# Weight Loss On Honest Kitchen



## gsdluvr (Jun 26, 2012)

I feed my girl 3 cups of THK daily, rotating the varieties. Plus some sardines or chix wing, cookies etc. But she has lost around 6lbs. And she was already slim. 

She's energetic and healthy but super skinny. Are there any recommendations for more calories! TIA!


----------



## Magwart (Jul 8, 2012)

I have to feed more THK than their base mix box suggests for my guy's weight, so I wouldn't be surprised to see that in their meat-in variety too. My dog dropped weight on their recommended amount too. Just feed the dog in front of you whatever amount he needs to maintain. 

Also, take a look at the fat source in whatever variety you are feeding. The Preference base mix needs some added -- it lacks EFAs, so those definitely have to be added.


----------



## GypsyGhost (Dec 29, 2014)

I would either feed more of THK with every meal or add some extra meat (either boiled or raw, whatever you feel more comfortable with) with every meal.
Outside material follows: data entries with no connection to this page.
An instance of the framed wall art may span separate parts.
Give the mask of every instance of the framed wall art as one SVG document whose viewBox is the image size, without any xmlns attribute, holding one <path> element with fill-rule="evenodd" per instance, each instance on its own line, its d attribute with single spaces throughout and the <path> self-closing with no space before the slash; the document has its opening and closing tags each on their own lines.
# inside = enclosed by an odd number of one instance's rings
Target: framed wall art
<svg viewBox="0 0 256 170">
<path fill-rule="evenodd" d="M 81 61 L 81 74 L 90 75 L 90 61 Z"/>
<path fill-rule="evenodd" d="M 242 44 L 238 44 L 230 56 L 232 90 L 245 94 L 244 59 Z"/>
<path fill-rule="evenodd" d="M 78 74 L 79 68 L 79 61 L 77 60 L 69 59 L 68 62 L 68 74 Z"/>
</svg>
Recommended food amounts are just guidelines. For really active dogs, I've found I need to feed more of any commercial food than is recommended. Same with raw... I never get off only feeding 2-3% of their body weight.


----------



## ausdland (Oct 21, 2015)

Which recipe? Like Gypsy and Magwart, I had to feed more than the recommended amount and added 1/2-1 cup raw or cooked meat. Now I feed Darwin's for bfast and THK for dinner, $


----------



## gsdluvr (Jun 26, 2012)

ausdland said:


> Which recipe? Like Gypsy and Magwart, I had to feed more than the recommended amount and added 1/2-1 cup raw or cooked meat. Now I feed Darwin's for bfast and THK for dinner, $


We rotate. Love, Fish & Coconut, Zeal, Embark, Spruce.


----------



## ausdland (Oct 21, 2015)

gsdluvr said:


> We rotate. Love, Fish & Coconut, Zeal, Embark, Spruce.


:thumbup: I feed Love, Spruce and Embark. They're all low on fat especially the Fish recipe. I add a tsp raw beef fat from the butcher.


----------